Lauren Cormier knows that it's important to teach your children lessons that they can carry with them for the rest of their lives — and looking at the glass half-full is an important one. But sometimes practicing what they preach is a challenge for parents, and Cormier learned the key to starting each day on a positive note from an unlikely source: her 9-year-old son.
She shared her son's daily routine to her Facebook page, Oh, Honestly, so other families could give it a try:
Last week my nine-year-old told me about a new habit he's starting to form. It's something so simple, yet has the potential to profoundly change his life. Every morning he thinks of one or two things he's looking forward to that day. Little things like having gym class or getting pizza for lunch. In effect, he's training his mind to focus on the positive, which in turn, improves his entire attitude and outlook.
Cormier put her son's method to the test one morning, and the result highlights the difference between a child's way of thinking and how the adult mind works.
"This morning as we drove to school, I decided to extend his idea to the rest of us. I asked each of the kids to tell me one thing they were looking forward to today," she wrote. "After each of us had a turn, I thought about all the things they might not be looking forward to, but I didn't want to ruin what we had just done."

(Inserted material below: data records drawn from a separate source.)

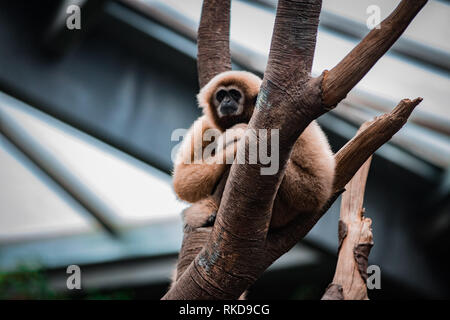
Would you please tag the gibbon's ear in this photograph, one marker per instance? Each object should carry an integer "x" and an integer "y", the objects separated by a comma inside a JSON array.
[{"x": 248, "y": 82}]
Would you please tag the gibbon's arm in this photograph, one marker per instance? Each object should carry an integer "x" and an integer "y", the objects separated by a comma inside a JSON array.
[
  {"x": 308, "y": 180},
  {"x": 195, "y": 181}
]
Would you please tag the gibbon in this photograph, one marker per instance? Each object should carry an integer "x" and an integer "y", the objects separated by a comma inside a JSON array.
[{"x": 228, "y": 101}]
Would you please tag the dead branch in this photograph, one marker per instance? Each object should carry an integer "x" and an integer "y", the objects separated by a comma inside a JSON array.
[
  {"x": 355, "y": 242},
  {"x": 240, "y": 247},
  {"x": 347, "y": 73}
]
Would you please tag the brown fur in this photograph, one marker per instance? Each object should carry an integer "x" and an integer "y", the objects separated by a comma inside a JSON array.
[{"x": 308, "y": 180}]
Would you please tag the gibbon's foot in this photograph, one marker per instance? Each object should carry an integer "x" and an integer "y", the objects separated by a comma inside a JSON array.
[{"x": 211, "y": 220}]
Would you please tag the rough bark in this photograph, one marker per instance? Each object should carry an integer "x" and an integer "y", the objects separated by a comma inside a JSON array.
[
  {"x": 347, "y": 73},
  {"x": 213, "y": 40},
  {"x": 232, "y": 254}
]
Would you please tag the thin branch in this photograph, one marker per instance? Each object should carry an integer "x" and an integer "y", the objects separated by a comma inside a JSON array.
[
  {"x": 213, "y": 39},
  {"x": 350, "y": 70},
  {"x": 367, "y": 141},
  {"x": 355, "y": 242}
]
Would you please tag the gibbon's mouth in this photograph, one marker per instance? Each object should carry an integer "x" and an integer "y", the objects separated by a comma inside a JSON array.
[{"x": 228, "y": 110}]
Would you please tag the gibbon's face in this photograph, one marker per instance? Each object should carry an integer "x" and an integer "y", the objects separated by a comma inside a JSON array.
[
  {"x": 229, "y": 101},
  {"x": 229, "y": 98}
]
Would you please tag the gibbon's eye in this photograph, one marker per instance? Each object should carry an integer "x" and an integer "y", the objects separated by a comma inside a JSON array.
[
  {"x": 235, "y": 94},
  {"x": 220, "y": 95}
]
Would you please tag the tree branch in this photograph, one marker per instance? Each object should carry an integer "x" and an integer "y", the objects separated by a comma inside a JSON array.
[
  {"x": 240, "y": 247},
  {"x": 349, "y": 159},
  {"x": 367, "y": 141},
  {"x": 350, "y": 70},
  {"x": 355, "y": 242},
  {"x": 213, "y": 55}
]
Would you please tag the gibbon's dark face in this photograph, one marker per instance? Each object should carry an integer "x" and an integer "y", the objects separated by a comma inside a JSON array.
[
  {"x": 229, "y": 101},
  {"x": 230, "y": 106}
]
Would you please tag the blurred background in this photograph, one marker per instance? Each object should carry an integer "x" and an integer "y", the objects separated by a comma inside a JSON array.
[{"x": 86, "y": 118}]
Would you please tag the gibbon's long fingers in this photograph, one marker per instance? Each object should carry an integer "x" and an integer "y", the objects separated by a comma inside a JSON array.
[
  {"x": 349, "y": 71},
  {"x": 213, "y": 40}
]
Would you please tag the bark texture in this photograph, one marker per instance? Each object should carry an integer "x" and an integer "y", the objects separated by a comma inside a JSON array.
[{"x": 355, "y": 242}]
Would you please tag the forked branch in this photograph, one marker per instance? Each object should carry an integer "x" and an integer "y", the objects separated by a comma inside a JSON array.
[{"x": 239, "y": 248}]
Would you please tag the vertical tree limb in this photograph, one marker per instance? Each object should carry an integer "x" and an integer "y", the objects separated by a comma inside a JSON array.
[{"x": 213, "y": 56}]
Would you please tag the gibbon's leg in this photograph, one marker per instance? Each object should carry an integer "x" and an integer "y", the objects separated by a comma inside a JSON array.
[{"x": 308, "y": 180}]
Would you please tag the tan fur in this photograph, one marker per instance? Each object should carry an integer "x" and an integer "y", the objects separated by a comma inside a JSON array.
[{"x": 308, "y": 180}]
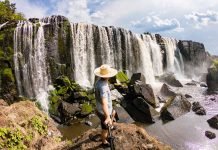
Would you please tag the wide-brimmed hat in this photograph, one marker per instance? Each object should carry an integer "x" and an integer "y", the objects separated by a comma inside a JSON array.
[{"x": 105, "y": 71}]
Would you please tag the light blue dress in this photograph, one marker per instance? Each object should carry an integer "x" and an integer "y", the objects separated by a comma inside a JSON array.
[{"x": 102, "y": 90}]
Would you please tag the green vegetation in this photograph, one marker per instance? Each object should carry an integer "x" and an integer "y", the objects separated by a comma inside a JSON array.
[
  {"x": 8, "y": 75},
  {"x": 122, "y": 77},
  {"x": 86, "y": 108},
  {"x": 12, "y": 139},
  {"x": 37, "y": 124},
  {"x": 8, "y": 12},
  {"x": 215, "y": 63}
]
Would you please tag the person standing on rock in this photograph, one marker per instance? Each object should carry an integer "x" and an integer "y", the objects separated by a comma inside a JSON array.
[{"x": 103, "y": 99}]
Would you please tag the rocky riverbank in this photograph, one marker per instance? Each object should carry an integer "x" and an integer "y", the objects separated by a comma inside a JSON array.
[
  {"x": 24, "y": 126},
  {"x": 128, "y": 136}
]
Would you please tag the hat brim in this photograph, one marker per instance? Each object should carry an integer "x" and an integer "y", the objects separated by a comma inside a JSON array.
[{"x": 112, "y": 72}]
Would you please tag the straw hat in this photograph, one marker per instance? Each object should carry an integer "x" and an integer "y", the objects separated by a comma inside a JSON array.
[{"x": 105, "y": 71}]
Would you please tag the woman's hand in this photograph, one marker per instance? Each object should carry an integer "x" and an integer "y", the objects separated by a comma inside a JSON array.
[{"x": 108, "y": 121}]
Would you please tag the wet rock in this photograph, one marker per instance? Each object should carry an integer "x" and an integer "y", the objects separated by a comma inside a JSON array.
[
  {"x": 198, "y": 109},
  {"x": 161, "y": 99},
  {"x": 213, "y": 122},
  {"x": 140, "y": 110},
  {"x": 175, "y": 107},
  {"x": 137, "y": 77},
  {"x": 67, "y": 110},
  {"x": 145, "y": 91},
  {"x": 212, "y": 78},
  {"x": 122, "y": 115},
  {"x": 3, "y": 103},
  {"x": 167, "y": 91},
  {"x": 89, "y": 123},
  {"x": 115, "y": 95},
  {"x": 210, "y": 134},
  {"x": 127, "y": 136},
  {"x": 201, "y": 111},
  {"x": 202, "y": 84},
  {"x": 188, "y": 96},
  {"x": 170, "y": 79},
  {"x": 191, "y": 84}
]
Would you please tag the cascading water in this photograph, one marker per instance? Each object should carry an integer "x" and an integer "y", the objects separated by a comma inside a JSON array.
[
  {"x": 30, "y": 62},
  {"x": 174, "y": 63},
  {"x": 156, "y": 55},
  {"x": 90, "y": 47}
]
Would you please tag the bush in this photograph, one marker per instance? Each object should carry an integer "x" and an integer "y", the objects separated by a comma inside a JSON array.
[{"x": 8, "y": 75}]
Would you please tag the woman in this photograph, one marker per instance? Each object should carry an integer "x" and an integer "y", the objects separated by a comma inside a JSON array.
[{"x": 103, "y": 99}]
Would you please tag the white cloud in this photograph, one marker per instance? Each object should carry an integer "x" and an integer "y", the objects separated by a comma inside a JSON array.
[
  {"x": 30, "y": 10},
  {"x": 75, "y": 10},
  {"x": 156, "y": 24},
  {"x": 203, "y": 19}
]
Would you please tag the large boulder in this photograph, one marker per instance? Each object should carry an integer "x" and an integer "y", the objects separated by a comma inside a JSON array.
[
  {"x": 140, "y": 110},
  {"x": 170, "y": 79},
  {"x": 198, "y": 109},
  {"x": 167, "y": 91},
  {"x": 145, "y": 91},
  {"x": 212, "y": 77},
  {"x": 195, "y": 57},
  {"x": 137, "y": 77},
  {"x": 213, "y": 122},
  {"x": 126, "y": 136},
  {"x": 175, "y": 107}
]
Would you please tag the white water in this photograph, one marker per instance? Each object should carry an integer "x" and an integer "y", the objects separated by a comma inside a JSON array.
[
  {"x": 91, "y": 46},
  {"x": 30, "y": 62}
]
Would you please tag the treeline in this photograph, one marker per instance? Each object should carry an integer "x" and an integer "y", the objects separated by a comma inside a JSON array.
[{"x": 8, "y": 12}]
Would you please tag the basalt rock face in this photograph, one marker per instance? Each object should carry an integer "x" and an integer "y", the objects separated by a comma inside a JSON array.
[
  {"x": 195, "y": 57},
  {"x": 43, "y": 49}
]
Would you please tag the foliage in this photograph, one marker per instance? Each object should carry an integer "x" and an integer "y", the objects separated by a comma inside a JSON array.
[
  {"x": 37, "y": 123},
  {"x": 86, "y": 108},
  {"x": 12, "y": 139},
  {"x": 215, "y": 63},
  {"x": 8, "y": 12},
  {"x": 122, "y": 77}
]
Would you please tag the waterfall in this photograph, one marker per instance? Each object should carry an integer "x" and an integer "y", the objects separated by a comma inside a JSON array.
[
  {"x": 30, "y": 62},
  {"x": 37, "y": 50},
  {"x": 156, "y": 55},
  {"x": 174, "y": 58}
]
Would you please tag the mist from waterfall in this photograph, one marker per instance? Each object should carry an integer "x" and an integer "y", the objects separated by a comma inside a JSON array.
[
  {"x": 30, "y": 62},
  {"x": 90, "y": 47}
]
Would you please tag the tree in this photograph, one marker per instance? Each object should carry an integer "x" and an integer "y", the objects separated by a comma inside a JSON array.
[{"x": 8, "y": 12}]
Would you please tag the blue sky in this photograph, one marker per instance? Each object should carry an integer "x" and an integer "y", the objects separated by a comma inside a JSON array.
[{"x": 195, "y": 20}]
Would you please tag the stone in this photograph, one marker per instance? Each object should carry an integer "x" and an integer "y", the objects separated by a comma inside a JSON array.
[
  {"x": 167, "y": 91},
  {"x": 137, "y": 77},
  {"x": 175, "y": 107},
  {"x": 213, "y": 122},
  {"x": 141, "y": 111},
  {"x": 123, "y": 116},
  {"x": 3, "y": 103},
  {"x": 194, "y": 56},
  {"x": 116, "y": 96},
  {"x": 212, "y": 78},
  {"x": 89, "y": 123},
  {"x": 188, "y": 96},
  {"x": 146, "y": 92},
  {"x": 127, "y": 137},
  {"x": 210, "y": 134},
  {"x": 170, "y": 79},
  {"x": 161, "y": 99},
  {"x": 198, "y": 109},
  {"x": 67, "y": 111},
  {"x": 202, "y": 84}
]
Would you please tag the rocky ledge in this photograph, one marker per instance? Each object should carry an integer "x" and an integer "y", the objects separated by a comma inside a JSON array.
[
  {"x": 127, "y": 136},
  {"x": 24, "y": 126}
]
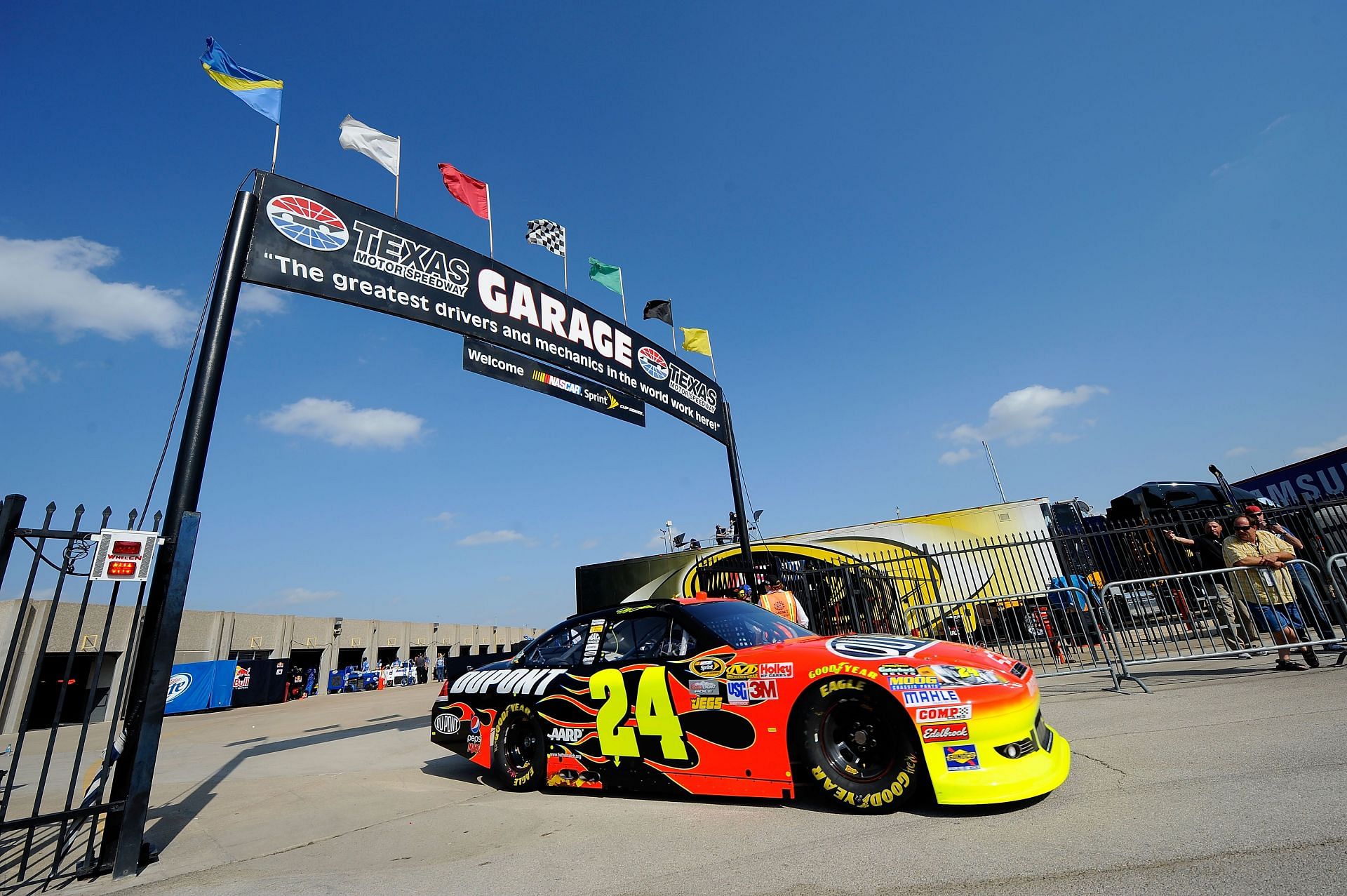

That's exactly when the mama discovered another helpful trick:
"Then I realized I could re-frame the negative. Instead of asking the kids to tell me something they weren't looking forward to, I asked them to tell me what I could pray about for them today. I explained that I spend my drive home praying for each of their days and that I'd love to be specific in my prayers," she said.
Cormier also reminded parents that starting the day in a positive mindset can have a long-term effect. "Our attitudes will make or break our day, week, month, year, LIFE. And although I believe that some people are naturally inclined to a sunnier outlook than others, I also believe that we can train ourselves to focus on the positive instead of the negative."